Hawija bombing victims take their case to court in The Hague

A Dutch courtroom. Photo: Odi Busman

The Hague district court will on Tuesday begin hearings in a case against the Dutch state brought by 11 Iraqi civilians for injuries they and their families suffered in an air strike on a car bomb factory in the town of Hawija in 2015.

The 11, including the mayor of Hawija, want the Netherlands to be held liable for the airstrike and to seek reparations from the Dutch government, while highlighting the impact of aerial warfare on civilian populations, the Nuhanovic Foundation, which is backing the case, said in a statement. 

Lawyer Liesbeth Zegveld said last year the Dutch military had taken an unacceptable risk in targeting the factory, which was located in a densely populated area.

Two Dutch F-16s bombed the factory where car bombs were made for Islamic State as part of the efforts against the ISIS movement.
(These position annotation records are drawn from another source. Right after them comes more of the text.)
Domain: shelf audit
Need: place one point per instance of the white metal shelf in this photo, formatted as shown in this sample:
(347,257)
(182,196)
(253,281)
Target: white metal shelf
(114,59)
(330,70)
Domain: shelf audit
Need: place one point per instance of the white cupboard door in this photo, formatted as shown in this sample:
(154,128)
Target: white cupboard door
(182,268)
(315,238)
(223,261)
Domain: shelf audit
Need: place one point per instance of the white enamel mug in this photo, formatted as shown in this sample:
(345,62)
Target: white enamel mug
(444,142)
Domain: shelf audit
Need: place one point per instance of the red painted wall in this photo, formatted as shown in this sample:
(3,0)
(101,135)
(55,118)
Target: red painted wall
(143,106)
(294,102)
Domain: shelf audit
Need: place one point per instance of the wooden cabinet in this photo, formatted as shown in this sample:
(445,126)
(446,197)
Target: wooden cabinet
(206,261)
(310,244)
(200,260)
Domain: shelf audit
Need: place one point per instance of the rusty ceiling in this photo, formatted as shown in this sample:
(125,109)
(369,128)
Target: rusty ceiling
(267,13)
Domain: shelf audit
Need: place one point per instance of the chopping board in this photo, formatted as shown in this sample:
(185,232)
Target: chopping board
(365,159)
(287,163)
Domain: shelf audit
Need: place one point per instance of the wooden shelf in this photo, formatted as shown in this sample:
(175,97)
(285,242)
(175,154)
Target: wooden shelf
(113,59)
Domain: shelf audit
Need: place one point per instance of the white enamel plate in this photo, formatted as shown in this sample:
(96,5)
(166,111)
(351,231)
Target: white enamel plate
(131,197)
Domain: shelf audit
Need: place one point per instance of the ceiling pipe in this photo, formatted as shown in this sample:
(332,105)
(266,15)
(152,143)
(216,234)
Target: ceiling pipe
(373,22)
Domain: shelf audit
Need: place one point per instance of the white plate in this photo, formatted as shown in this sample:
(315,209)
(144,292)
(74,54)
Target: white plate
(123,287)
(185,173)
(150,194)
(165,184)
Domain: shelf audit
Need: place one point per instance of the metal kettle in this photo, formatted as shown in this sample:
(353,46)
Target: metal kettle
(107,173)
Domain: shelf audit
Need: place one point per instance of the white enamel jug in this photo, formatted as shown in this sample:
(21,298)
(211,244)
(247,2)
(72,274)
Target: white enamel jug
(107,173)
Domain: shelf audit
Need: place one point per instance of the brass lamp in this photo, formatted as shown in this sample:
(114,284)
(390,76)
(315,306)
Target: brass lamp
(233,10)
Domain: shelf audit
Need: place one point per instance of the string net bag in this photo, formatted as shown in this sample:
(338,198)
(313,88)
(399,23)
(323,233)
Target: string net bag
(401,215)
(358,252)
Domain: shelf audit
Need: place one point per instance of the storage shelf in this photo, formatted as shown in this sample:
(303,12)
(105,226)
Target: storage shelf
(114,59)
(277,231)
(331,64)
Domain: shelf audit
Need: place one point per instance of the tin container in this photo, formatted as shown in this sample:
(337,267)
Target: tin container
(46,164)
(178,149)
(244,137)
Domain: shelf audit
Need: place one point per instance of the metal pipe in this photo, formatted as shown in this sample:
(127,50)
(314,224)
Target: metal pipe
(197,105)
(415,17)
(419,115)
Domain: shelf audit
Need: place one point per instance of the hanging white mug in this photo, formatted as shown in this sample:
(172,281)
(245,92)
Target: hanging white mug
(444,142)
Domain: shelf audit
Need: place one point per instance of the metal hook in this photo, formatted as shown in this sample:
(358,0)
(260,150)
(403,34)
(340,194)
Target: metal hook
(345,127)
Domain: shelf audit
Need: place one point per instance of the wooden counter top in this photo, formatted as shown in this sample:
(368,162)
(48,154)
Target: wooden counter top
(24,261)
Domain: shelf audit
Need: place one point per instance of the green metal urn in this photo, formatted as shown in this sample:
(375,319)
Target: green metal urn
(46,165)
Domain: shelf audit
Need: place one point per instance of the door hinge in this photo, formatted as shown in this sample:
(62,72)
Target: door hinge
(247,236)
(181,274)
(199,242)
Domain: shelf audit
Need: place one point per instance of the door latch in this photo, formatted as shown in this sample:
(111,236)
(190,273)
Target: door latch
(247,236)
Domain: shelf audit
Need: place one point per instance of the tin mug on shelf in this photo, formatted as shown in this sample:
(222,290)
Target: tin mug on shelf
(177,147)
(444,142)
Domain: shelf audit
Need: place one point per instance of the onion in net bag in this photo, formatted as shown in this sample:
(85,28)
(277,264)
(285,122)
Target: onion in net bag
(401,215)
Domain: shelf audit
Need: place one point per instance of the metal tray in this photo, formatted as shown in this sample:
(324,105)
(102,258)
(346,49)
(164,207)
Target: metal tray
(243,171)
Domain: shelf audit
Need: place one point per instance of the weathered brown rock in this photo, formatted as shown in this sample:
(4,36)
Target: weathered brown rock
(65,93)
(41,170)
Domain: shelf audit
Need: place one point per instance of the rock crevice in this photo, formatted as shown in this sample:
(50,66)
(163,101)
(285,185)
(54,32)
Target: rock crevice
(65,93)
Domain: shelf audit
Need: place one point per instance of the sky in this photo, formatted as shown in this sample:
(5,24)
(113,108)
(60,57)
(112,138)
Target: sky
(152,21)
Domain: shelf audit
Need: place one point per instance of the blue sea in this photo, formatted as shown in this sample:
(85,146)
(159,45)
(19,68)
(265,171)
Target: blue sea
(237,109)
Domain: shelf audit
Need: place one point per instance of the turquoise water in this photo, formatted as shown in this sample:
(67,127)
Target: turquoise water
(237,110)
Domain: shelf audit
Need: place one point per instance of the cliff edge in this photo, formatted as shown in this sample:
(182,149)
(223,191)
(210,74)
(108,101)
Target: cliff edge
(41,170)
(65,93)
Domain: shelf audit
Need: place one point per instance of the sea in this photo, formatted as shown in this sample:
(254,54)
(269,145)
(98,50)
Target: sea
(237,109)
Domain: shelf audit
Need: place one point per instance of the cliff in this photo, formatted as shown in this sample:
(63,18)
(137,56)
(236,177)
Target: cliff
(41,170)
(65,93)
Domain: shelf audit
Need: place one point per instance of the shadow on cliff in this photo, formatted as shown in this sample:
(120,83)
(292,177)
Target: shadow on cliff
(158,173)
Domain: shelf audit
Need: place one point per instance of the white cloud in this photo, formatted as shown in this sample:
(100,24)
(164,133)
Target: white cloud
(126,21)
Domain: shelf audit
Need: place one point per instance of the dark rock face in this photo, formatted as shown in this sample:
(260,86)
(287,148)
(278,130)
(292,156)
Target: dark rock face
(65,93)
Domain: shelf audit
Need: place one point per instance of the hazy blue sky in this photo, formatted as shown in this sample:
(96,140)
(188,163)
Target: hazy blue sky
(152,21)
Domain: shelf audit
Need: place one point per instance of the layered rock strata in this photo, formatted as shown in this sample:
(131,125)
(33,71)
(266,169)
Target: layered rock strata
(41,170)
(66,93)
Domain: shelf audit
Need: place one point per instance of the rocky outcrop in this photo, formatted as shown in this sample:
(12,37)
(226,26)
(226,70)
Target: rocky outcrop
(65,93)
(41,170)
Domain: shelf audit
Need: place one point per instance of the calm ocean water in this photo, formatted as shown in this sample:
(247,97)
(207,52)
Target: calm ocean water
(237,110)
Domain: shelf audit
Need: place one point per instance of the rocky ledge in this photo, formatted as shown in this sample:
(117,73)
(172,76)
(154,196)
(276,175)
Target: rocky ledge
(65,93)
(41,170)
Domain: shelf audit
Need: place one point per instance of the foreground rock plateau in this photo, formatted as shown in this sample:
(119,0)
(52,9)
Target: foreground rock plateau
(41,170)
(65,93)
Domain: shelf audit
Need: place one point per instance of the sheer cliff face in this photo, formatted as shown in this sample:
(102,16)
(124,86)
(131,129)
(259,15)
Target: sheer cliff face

The airstrike, however, caused a large secondary explosion which destroyed hundreds of buildings and killed a large number of civilians.

The Dutch government has promised to spend €4 billion in the area to compensate for the loss of homes, electricity and water supplies, but has denied liability for the attack.

 An investigation by NOS and NRC three years ago found that military leaders decided to go ahead with the bombing even though they knew that there was a risk of collateral damage. An American assessment said the attack would bring only a limited or ‘moderately negative’ military advantage.

The case is the first time a court will comment on the legality of the airstrikes conducted by the international anti-ISIS coalition.